U4-3732 - Still can't auto generate url when content node name is Chinese.

Created by esunxray 27 Nov 2013, 09:22:53 Updated by Mikkel Holck Madsen 14 Jun 2017, 06:36:07

Is duplicated by: U4-3757

Relates to: U4-10016

give your Chinese to test: 中文测试

Comments

Sebastiaan Janssen 27 Nov 2013, 09:34:05

The node name is accepted, but the url gets these characters stripped off.


esunxray 27 Nov 2013, 11:18:07

For now,we can't use v7 because it can't auto generate url, this is a bug. Please support auto generate Chinese url. Most users who are not use Latin characters need it.


Stephan 27 Nov 2013, 12:22:51

I know ;-( and should fix it later this week. I know how to do it, just lack time right now.


esunxray 10 Dec 2013, 08:16:01

Is this bug fixed?


Stephan 11 Dec 2013, 08:06:59

Currently working on that one.

Cause: for urls, filenames and aliases, we convert everything to UTF8 by removing unwanted Unicode chars.

Fix: changing the default config so that by default we keep the Unicode chars.
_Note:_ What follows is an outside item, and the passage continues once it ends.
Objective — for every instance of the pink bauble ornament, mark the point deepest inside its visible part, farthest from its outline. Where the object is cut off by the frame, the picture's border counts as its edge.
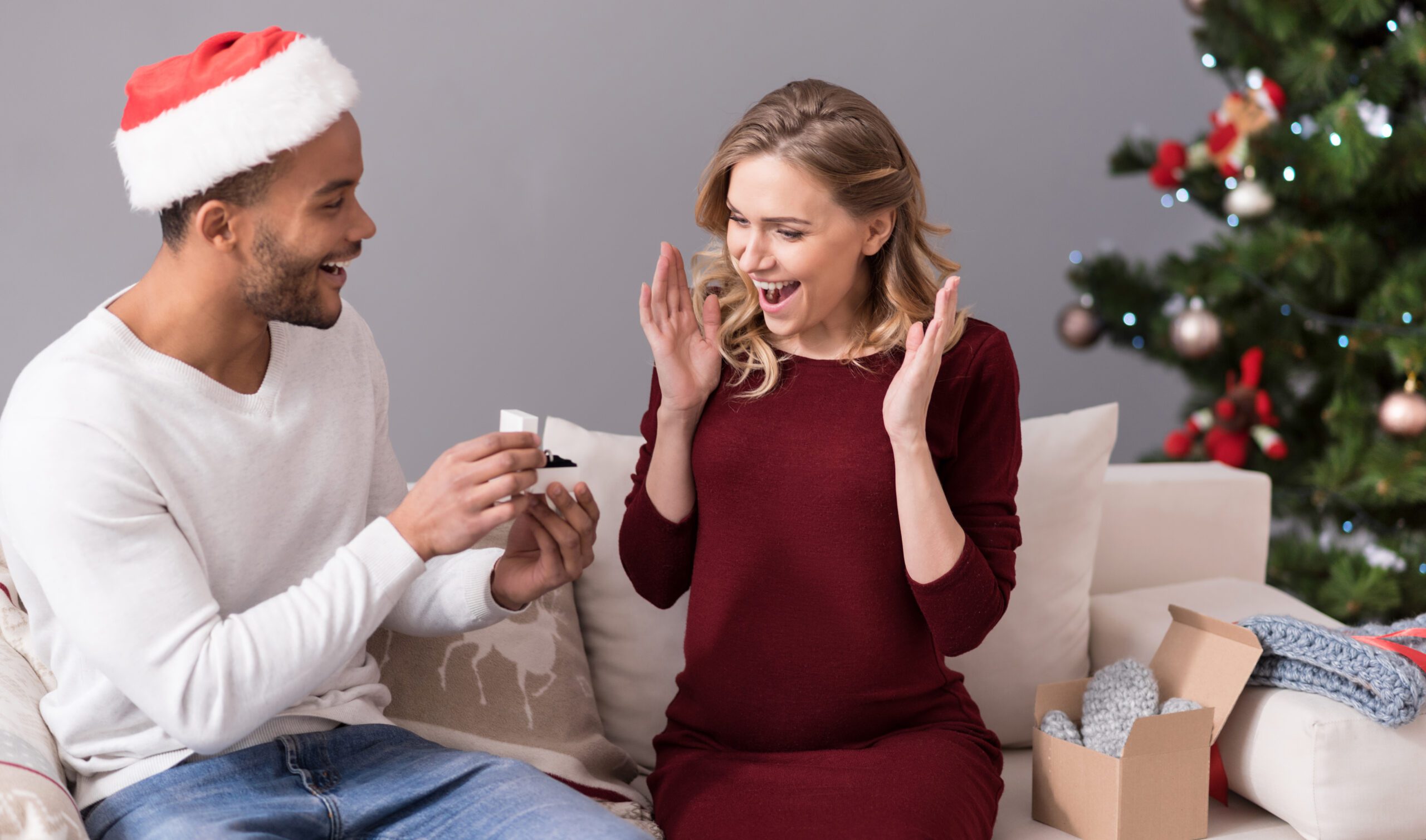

Though it will be possible to force Umbraco to remove them if needed.


Stephan 13 Dec 2013, 10:20:17

Please review:

Assuming you enter the following name: "0123 中文测试 中文测试 léger ZÔRG (2) a?? *x" Then the url would be: "0123-中文测试-中文测试-léger-zôrg-2-a-x"

Ie lower-cased, utf-8, using "-" as a separator, removing everything that's not a letter or a digit.

For those ppl that would want to enforce ASCII, it is still possible (via config).

Would that be OK for you?


Stephan 14 Dec 2013, 19:46:45

Pushed 5aec753 in 6.2.0 and merged into 7.0.2, ready for testing.


Eran Meir 18 Dec 2013, 15:20:16

i'm getting the same problem with Hebrew names


Stephan 18 Dec 2013, 15:23:44

@Eran - making sense. The fix should apply to you too, but if you want to be sure, just post a text sample here and I'll check what URL it creates.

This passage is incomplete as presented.